O Conselho Federal de Medicina (CFM) proibiu nesta sexta-feira, 29, o uso de polimetilmetacrilato (PMMA) para finalidades estéticas ou reparadoras. O PMMA é utilizado como substância preenchedora em procedimentos estéticos. A única exceção permitida pelo CFM é para o tratamento de lipodistrofia em pacientes com HIV/Aids, que deve ser realizado em unidades de alta complexidade credenciadas pelo Sistema Único de Saúde (SUS) e em conformidade com protocolos clínicos e diretrizes terapêuticas do Ministério da Saúde.
Segundo o CFM, a resolução proibindo o PMMA será publicada na próxima terça-feira (2 de junho), enquanto na segunda-feira (1º), uma entrevista coletiva sobre a questão será concedida pelo presidente do órgão, José Hiran da Silva Gallo, e pela relatora da resolução, a cirurgiã plástica e conselheira federal Graziela Bonin. O CFM já havia solicitado a proibição do PMMA à Agência Nacional de Vigilância Sanitária (Anvisa) anteriormente.
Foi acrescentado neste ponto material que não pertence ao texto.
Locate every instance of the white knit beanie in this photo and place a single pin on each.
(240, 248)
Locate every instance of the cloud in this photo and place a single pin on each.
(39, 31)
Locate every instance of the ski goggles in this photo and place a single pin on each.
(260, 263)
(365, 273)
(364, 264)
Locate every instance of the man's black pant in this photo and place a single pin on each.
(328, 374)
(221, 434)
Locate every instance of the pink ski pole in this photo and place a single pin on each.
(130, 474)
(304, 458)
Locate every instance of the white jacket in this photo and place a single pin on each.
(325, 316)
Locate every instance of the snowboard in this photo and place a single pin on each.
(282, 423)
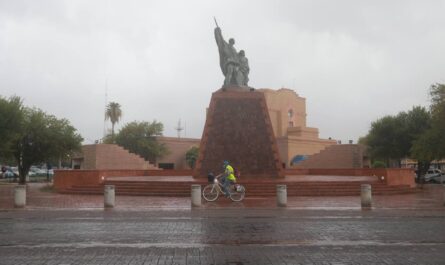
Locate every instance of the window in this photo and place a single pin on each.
(290, 113)
(166, 165)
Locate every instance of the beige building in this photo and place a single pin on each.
(108, 156)
(177, 147)
(287, 112)
(295, 140)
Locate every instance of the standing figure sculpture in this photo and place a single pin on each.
(234, 65)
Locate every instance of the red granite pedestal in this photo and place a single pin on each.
(238, 129)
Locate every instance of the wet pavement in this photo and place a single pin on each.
(73, 229)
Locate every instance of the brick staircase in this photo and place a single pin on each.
(262, 188)
(335, 156)
(112, 156)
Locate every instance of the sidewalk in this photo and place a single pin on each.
(430, 197)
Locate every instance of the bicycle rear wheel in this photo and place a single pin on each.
(210, 193)
(238, 196)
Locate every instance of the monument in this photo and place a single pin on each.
(238, 126)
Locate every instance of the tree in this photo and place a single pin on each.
(113, 113)
(392, 137)
(431, 145)
(42, 137)
(140, 138)
(11, 118)
(191, 156)
(437, 94)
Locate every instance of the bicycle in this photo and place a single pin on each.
(211, 192)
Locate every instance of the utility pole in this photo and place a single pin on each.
(179, 128)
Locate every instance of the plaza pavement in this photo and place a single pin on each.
(73, 229)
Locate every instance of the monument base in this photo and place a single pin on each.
(238, 129)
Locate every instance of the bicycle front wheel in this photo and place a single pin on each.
(210, 193)
(238, 195)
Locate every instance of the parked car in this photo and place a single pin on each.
(433, 175)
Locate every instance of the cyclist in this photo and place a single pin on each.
(227, 177)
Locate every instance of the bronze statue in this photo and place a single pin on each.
(234, 65)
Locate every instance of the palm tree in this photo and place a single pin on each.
(114, 113)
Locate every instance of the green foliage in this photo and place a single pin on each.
(11, 119)
(43, 137)
(113, 112)
(378, 164)
(31, 136)
(140, 138)
(109, 139)
(418, 134)
(191, 156)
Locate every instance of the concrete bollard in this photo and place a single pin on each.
(196, 195)
(366, 195)
(20, 196)
(109, 196)
(443, 195)
(281, 195)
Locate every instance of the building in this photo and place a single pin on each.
(177, 147)
(295, 140)
(297, 143)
O PMMA é um tipo de plástico que possui diversas aplicações, da indústria à medicina. No campo estético, costuma ser usado como gel para preencher pequenas áreas superficiais da pele (preenchimento cutâneo). A Anvisa determinava que a dosagem usada fosse estritamente a necessária para correção das irregularidades, devendo o procedimento ser feito exclusivamente por médicos treinados, com indicações claras de locais do corpo e concentração por mililitro. Para preenchimentos subcutâneos (camadas mais profundas), o profissional precisava ser registrado na Anvisa, pois o produto é considerado de alto risco.
Mortes associadas
Na última terça-feira (26), uma mulher morreu em São Paulo após preenchimento com PMMA nos glúteos e coxas. Outros casos anteriores incluem:
- Aline Maria Ferreira da Silva, influenciadora e modelo, morta em julho de 2024 aos 33 anos.
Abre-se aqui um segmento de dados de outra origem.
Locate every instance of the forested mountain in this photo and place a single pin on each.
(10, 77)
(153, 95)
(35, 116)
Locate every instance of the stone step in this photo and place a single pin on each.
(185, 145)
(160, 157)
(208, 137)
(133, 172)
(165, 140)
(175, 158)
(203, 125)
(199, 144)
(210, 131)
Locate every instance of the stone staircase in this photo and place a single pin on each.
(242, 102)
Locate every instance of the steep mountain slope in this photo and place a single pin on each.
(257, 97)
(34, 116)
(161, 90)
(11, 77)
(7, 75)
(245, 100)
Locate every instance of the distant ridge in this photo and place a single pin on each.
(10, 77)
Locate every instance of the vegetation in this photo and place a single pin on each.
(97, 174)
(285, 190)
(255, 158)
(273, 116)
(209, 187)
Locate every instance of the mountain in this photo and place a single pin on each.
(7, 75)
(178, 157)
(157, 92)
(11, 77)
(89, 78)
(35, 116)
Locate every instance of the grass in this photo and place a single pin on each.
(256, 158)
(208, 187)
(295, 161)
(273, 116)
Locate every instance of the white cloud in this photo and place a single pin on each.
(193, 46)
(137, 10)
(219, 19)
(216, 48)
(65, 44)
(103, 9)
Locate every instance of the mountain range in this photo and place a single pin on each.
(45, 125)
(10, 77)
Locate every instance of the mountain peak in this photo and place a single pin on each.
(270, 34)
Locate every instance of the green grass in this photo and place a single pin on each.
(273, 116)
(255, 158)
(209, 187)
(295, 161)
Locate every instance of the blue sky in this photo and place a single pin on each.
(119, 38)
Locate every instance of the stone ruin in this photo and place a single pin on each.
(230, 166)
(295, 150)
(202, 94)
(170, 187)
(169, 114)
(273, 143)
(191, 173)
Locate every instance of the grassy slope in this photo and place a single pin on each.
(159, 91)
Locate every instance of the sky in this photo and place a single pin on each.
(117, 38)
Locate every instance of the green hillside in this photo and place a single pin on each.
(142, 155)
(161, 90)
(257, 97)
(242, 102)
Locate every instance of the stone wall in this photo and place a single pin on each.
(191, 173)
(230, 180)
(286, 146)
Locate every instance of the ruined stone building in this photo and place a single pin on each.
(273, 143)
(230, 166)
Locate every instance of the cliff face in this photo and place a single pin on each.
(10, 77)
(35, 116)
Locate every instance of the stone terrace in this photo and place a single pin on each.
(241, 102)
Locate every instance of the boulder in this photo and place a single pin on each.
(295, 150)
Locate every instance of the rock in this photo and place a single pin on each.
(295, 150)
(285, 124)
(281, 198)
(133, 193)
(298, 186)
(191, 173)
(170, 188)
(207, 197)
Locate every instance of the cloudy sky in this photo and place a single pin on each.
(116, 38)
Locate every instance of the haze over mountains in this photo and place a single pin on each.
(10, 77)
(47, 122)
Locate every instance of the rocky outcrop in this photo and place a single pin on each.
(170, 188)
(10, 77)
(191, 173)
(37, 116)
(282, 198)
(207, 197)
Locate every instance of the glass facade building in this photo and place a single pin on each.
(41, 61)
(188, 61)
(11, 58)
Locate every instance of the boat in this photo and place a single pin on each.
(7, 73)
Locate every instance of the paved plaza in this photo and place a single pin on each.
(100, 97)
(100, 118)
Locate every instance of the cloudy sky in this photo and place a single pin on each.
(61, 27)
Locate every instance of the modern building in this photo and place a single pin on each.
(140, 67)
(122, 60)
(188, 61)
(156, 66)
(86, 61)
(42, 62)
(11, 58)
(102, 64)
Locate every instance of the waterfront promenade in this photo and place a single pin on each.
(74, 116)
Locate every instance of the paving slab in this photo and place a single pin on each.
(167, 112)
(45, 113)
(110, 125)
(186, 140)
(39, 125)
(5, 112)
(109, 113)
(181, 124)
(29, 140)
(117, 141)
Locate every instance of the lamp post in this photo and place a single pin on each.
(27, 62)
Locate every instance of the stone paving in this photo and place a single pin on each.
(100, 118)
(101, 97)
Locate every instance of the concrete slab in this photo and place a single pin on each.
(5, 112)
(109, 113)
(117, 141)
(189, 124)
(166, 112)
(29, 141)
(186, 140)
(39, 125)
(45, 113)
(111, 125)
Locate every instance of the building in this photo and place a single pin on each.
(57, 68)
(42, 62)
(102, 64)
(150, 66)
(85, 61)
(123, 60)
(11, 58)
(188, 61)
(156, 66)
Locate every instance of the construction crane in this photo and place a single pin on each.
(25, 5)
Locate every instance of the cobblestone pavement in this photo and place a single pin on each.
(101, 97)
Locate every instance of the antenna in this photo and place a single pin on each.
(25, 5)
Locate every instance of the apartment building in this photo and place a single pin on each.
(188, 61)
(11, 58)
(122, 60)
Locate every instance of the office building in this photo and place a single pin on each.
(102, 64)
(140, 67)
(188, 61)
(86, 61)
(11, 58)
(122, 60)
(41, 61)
- Andressa Urach, modelo que ficou entre a vida e a morte em 2014 após uso de PMMA e hidrogel, mas se recuperou.
A Sociedade Brasileira de Dermatologia (SBD) alerta que o PMMA pode causar reações de curto prazo, como edemas, inflamações, alergias e formação de granulomas, e efeitos tardios, anos após a aplicação.
Quais os riscos do PMMA?
Em entrevista ao Estadão em 2024, a cirurgiã plástica Marcela Cammarota, membro do conselho científico e porta-voz da Sociedade Brasileira de Cirurgia Plástica (SBCP), afirmou que a associação é contrária ao uso estético do PMMA. Ela explicou que a substância é usada na forma de microesferas, cujo tamanho precisa ser específico para não ser rejeitada pelo organismo:
- Microesferas muito pequenas podem ser engolidas pelas células, provocando reação imunológica.
- Microesferas muito grandes podem causar inflamações e serem expulsas pelo corpo.
Essas reações podem se tornar crônicas, exigindo remoção do PMMA e, às vezes, do tecido ao redor, causando lesões e deformidades. O uso de doses altas também pode causar necrose, comprimindo vasos sanguíneos. Além disso, infecções podem ocorrer, sendo de difícil tratamento com antibióticos, caso bactérias penetrem no material.